2010A&A...509A..22N

The extremely relativistic Fe lines, detected from some active galactic nuclei (AGN), indicate that generation and reprocessing of the X-ray emission takes place in the immediate vicinity of the event horizon. Recently, general relativistic (GR) effects, in particular light bending which is very strong in that region, have been considered to be the cause of complex variability patterns observed in these AGNs. We study in detail the GR models of the X-ray spectral variability for various geometries of the X-ray source and with various relativistic effects being the dominant cause of spectral variability. The predicted properties are compared with the observational data of the Seyfert 1 galaxy MCG-6-30-15, which is currently the best studied AGN with signatures of strong gravity effects. We focus on modeling the root mean square (rms) spectra. We compute the rms spectra for the GR models using a Monte Carlo method, and compare them with the rms spectra from the Suzaku observations of MCG-6-30-15 on January 2006. The data disfavor models with the X-ray source (1) moving vertically on the symmetry axis or (2) corotating with the disc and changing height not far above the disc surface.
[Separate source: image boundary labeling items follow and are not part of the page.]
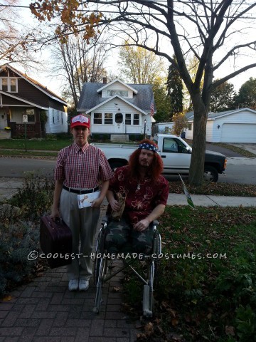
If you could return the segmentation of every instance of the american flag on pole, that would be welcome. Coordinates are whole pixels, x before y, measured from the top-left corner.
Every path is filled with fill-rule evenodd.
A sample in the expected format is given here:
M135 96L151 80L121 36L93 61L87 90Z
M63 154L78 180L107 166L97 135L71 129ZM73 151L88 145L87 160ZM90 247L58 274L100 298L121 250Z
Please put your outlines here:
M150 116L154 116L154 95L150 103Z

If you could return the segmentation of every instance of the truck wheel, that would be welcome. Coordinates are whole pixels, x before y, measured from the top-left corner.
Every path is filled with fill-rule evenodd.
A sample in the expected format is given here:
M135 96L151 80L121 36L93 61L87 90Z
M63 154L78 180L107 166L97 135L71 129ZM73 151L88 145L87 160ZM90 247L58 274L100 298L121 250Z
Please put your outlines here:
M218 179L217 170L213 166L206 165L205 167L203 179L206 182L217 182Z
M121 167L121 166L124 166L124 164L122 162L110 162L110 167L112 168L112 171L114 171L115 169L117 167Z

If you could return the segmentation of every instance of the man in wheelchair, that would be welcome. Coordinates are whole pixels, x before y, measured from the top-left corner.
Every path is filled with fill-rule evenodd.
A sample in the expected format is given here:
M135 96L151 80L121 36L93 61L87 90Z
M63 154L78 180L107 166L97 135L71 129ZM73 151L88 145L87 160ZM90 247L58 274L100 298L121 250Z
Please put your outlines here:
M149 227L164 213L169 195L157 151L154 142L143 140L128 165L117 168L110 180L107 193L110 220L105 237L110 253L129 252L131 247L137 253L151 250L153 235Z

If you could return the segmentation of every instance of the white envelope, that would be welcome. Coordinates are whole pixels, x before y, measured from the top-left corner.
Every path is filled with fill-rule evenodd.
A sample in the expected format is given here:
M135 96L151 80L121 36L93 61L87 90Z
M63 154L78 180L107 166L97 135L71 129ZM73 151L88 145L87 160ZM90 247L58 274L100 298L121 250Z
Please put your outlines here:
M82 194L78 195L78 207L79 209L86 208L86 207L91 207L92 202L100 197L100 191L95 191L90 194Z

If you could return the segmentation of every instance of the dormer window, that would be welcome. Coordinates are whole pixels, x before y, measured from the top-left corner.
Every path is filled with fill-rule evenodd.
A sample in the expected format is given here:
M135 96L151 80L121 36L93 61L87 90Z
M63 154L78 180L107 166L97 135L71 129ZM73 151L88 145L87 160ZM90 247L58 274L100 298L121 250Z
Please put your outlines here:
M0 86L3 91L8 91L9 93L17 93L17 78L3 77L2 78L0 78Z
M119 95L123 98L128 98L128 90L107 90L107 96L108 98L114 96L115 95Z

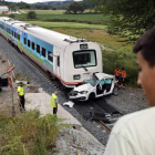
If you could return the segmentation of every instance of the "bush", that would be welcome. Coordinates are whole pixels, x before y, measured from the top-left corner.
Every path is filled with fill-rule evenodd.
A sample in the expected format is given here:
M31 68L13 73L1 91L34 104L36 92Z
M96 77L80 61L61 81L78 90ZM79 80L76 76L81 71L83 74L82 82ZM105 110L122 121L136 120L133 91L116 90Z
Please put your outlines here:
M28 14L27 14L27 18L28 19L35 19L37 18L35 11L29 11Z
M9 14L9 18L12 18L12 19L14 19L14 17L16 17L14 14Z
M130 51L103 51L103 72L114 74L116 66L125 68L127 85L135 86L137 80L136 59Z

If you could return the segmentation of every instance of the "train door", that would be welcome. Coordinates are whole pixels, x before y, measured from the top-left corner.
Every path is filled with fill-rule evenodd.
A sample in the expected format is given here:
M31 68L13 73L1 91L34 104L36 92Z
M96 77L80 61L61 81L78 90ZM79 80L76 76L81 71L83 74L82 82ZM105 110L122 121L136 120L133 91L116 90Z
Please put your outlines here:
M60 53L59 51L54 55L55 74L60 76Z

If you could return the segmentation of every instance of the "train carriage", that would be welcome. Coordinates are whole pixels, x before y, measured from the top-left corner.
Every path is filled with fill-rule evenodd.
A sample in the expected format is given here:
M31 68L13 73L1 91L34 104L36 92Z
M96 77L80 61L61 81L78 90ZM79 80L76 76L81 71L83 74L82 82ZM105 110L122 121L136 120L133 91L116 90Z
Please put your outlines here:
M100 45L10 18L0 18L0 33L66 87L102 72Z

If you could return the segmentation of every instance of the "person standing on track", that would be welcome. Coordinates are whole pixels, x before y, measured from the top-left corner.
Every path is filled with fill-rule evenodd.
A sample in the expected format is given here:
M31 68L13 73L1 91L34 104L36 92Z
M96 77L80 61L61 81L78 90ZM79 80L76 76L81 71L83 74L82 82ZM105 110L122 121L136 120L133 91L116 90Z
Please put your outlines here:
M104 155L155 155L155 27L133 49L140 68L137 84L151 108L123 116L111 132Z
M123 90L125 89L125 83L126 83L126 71L124 70L124 68L122 68L122 71L121 71L121 84L123 86Z
M50 105L53 107L53 114L55 114L55 115L56 115L56 112L58 112L58 102L59 102L58 94L59 94L59 91L55 91L52 94L51 102L50 102Z
M118 70L118 66L116 66L114 74L115 74L116 80L118 81L117 86L120 86L120 84L121 84L120 83L121 82L121 80L120 80L121 71Z
M23 83L20 82L20 85L18 86L18 96L19 96L19 102L20 102L20 111L25 111L24 110L24 90L23 90Z

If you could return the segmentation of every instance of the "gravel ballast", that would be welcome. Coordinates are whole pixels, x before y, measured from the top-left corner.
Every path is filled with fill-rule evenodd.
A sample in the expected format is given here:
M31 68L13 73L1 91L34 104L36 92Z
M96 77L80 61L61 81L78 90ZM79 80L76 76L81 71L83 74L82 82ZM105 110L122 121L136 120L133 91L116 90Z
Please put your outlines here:
M0 52L10 60L11 64L16 65L14 73L25 74L33 81L34 84L40 85L48 94L52 94L56 87L52 82L50 82L44 75L42 75L28 60L25 60L21 53L19 53L14 48L12 48L1 35L0 35ZM66 102L66 96L64 93L59 95L60 104L62 105ZM120 90L118 96L108 95L104 97L105 101L112 106L116 107L123 114L128 114L135 111L140 111L148 107L146 103L146 97L144 96L142 89L131 89ZM62 105L63 106L63 105ZM93 134L99 142L106 145L108 140L108 132L106 132L96 122L85 121L81 114L75 108L70 108L63 106L68 112L70 112L78 121L80 121L91 134Z

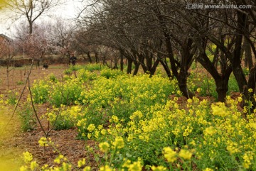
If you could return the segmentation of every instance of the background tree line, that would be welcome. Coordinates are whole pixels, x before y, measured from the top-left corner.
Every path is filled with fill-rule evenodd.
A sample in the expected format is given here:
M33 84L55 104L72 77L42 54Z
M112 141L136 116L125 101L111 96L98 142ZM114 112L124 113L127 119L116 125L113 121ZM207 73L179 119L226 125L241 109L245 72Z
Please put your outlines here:
M139 68L153 75L161 65L170 79L178 80L187 98L194 96L187 84L189 70L193 62L199 62L215 80L218 101L225 101L233 72L244 104L248 99L255 104L255 1L204 1L204 4L251 6L206 9L188 8L201 4L192 0L92 0L90 4L81 2L73 26L60 19L43 26L35 24L41 13L60 2L42 1L40 6L36 1L16 11L28 23L17 28L18 42L27 55L35 58L47 53L69 57L75 51L90 62L102 62L113 69L124 70L127 64L126 72L134 75ZM35 6L38 8L33 11ZM39 13L32 15L32 11ZM245 67L250 69L248 79ZM249 94L248 89L252 93Z

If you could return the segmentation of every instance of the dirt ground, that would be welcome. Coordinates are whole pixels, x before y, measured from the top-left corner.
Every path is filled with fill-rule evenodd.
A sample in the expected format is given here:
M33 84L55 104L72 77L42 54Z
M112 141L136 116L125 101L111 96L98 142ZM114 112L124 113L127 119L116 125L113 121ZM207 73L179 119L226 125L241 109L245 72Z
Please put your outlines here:
M64 65L50 65L48 70L43 70L42 67L34 67L31 70L30 75L30 80L32 83L34 79L41 79L49 74L54 74L57 78L60 78L63 75L64 70L67 69L67 66ZM6 67L0 67L0 94L6 94L8 89L6 70ZM26 78L27 77L29 66L22 68L15 68L9 72L9 89L13 92L21 92L24 88ZM26 89L24 94L21 98L22 100L26 100L28 91ZM38 109L38 115L44 114L46 111L47 104L42 105ZM37 128L27 133L22 133L20 129L20 124L18 124L18 119L17 118L16 113L14 114L14 117L11 118L11 114L14 107L10 109L8 115L2 115L6 121L11 118L12 121L8 128L15 128L15 131L13 134L9 134L7 137L0 138L0 150L1 153L1 157L7 158L11 162L11 160L16 158L17 155L22 155L23 152L28 150L33 154L34 158L41 164L48 164L50 166L53 165L53 160L58 155L58 153L54 153L54 149L50 147L46 147L45 149L39 147L38 140L41 137L44 136L43 132L40 128L39 125ZM1 117L0 117L1 118ZM18 123L14 124L14 123ZM47 124L43 124L46 128ZM10 129L10 128L9 128ZM9 131L6 129L6 131ZM92 141L85 142L84 140L79 140L76 139L77 131L75 128L63 131L53 131L50 133L50 137L52 141L58 145L58 150L64 155L74 165L77 165L77 162L79 159L82 158L92 158L85 150L86 145L93 145L94 143ZM15 151L16 153L12 152ZM11 155L10 155L11 154ZM88 161L88 160L87 160ZM20 165L18 160L18 165ZM90 162L91 167L94 167L92 161ZM95 167L96 169L96 167ZM10 170L11 169L11 170ZM18 170L17 168L9 168L9 170ZM2 171L0 167L0 171ZM3 171L4 171L3 170Z
M42 79L51 73L54 74L58 79L60 79L61 76L64 75L64 71L68 67L65 65L50 65L48 70L43 70L41 67L39 68L34 67L31 70L30 75L31 82L32 83L33 80L37 79ZM8 89L6 70L6 67L0 67L0 94L6 94ZM15 68L15 70L11 70L9 72L9 89L13 92L21 92L25 86L23 83L26 82L28 70L29 66ZM28 93L28 91L26 89L21 101L26 100ZM239 93L234 93L231 95L233 98L238 96L239 96ZM171 96L170 98L171 99ZM199 97L199 99L201 100L206 99L210 101L214 101L212 97ZM185 103L186 99L180 97L178 101L180 104ZM49 106L50 105L48 104L43 104L40 107L38 106L38 115L44 114L46 112L46 108ZM16 161L17 165L20 165L21 164L20 155L23 152L28 150L33 154L34 158L41 163L41 165L48 164L52 166L53 160L58 155L58 153L54 153L54 149L50 147L47 147L45 149L39 147L38 140L41 137L44 136L39 124L38 124L35 130L31 132L22 133L17 114L15 113L14 117L11 118L14 109L10 109L6 114L1 114L1 111L0 111L0 121L6 121L6 121L11 118L11 122L6 129L7 132L10 131L11 133L9 133L7 136L0 136L0 160L3 158L6 161L8 160L5 165L14 163L14 161ZM47 127L46 123L43 123L43 127L45 128ZM1 124L0 129L1 129ZM69 130L53 131L50 133L50 138L55 145L58 145L58 150L64 155L73 165L77 165L78 160L85 158L87 163L89 163L92 170L97 170L97 166L93 160L93 155L85 150L85 147L88 145L91 147L95 146L95 143L91 140L79 140L76 138L77 134L77 130L74 128ZM17 158L18 160L16 160ZM5 170L1 170L0 162L0 171ZM9 167L8 170L17 170L17 167Z

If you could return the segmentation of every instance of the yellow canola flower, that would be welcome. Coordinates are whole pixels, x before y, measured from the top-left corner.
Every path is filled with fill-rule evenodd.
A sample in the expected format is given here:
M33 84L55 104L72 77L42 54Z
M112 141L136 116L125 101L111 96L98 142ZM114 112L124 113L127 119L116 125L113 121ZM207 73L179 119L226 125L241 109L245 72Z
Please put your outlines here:
M110 144L107 142L101 143L99 144L99 147L102 152L107 152L110 148Z
M25 163L28 163L33 160L33 155L29 152L26 151L22 153L23 154L23 159Z
M35 170L38 167L39 165L36 162L36 161L33 161L31 162L30 168L31 170Z
M250 165L252 164L251 161L253 160L253 155L251 152L246 153L243 156L242 159L244 160L242 162L242 166L245 169L249 169Z
M206 169L203 170L203 171L213 171L213 170L210 169L210 168L208 168L208 167L206 167Z
M164 156L169 162L174 162L176 160L176 153L170 147L164 148Z
M137 162L134 162L128 166L128 171L141 171L142 170L142 165L139 159Z
M192 153L188 150L181 149L178 153L178 156L184 160L190 160L192 157Z
M89 125L87 130L89 131L89 132L92 132L93 130L95 129L95 128L96 128L94 124L91 123Z
M206 128L204 130L203 133L205 135L213 136L213 134L215 134L216 133L216 130L214 128L213 126L210 126Z
M115 148L121 149L124 147L124 139L122 137L117 137L113 143Z
M151 167L151 170L153 170L153 171L165 171L165 170L166 170L167 169L166 169L166 167L164 167L164 166L157 166L157 167L156 167L156 166L152 166Z
M91 170L91 167L90 166L86 166L82 171L90 171Z
M81 167L82 166L85 165L85 158L83 158L82 160L79 160L78 162L78 167Z
M211 109L213 110L213 115L225 117L229 114L227 111L227 107L225 106L225 104L222 102L213 104L211 105Z
M112 171L114 169L108 165L102 166L100 167L100 171Z
M20 167L20 171L28 171L28 167L26 165L23 165Z

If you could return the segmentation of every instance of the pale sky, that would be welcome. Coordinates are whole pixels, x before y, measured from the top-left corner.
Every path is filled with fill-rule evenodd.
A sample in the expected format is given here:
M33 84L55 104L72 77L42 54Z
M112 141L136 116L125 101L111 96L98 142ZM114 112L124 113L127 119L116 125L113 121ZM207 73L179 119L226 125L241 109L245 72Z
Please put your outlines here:
M51 10L50 15L61 16L63 18L70 19L75 18L79 7L81 7L81 0L67 0L65 4L58 6L57 9ZM50 20L48 17L41 17L41 20ZM18 24L18 21L14 23L8 16L8 12L0 11L0 34L5 34L12 37L14 31L14 26Z

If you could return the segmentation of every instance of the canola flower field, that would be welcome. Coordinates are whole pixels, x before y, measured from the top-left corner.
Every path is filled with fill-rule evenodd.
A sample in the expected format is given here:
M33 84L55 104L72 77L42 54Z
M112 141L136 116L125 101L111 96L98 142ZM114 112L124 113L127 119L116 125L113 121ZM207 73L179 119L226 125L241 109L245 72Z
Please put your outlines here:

The most likely explanation for the observed fractional variability is given by the model involving the X-ray source located at a very small, varying distance from a rapidly rotating black hole. This model predicts some enhanced variations in the red wing of the Fe line, which are not seen in the Suzaku observations. However, the enhanced variability of the red wing, while ruled out by the Suzaku data, is consistent with an excess rms variability, between 5 and 6 keV, reported for some previous ASCA and XMM observations. We speculate that the presence or lack of such a feature is related to the change of the ionization state of the innermost part of the disc, however, investigation of such effects is currently not possible in our model (where a neutral disc is assumed). If the model, completed by a description of ionization effects, proves to be fully consistent with the observational data, it will provide a strong indication that the central black hole in MCG-6-30-15 rotates rapidly, supporting similar conclusions derived from the Fe line profile.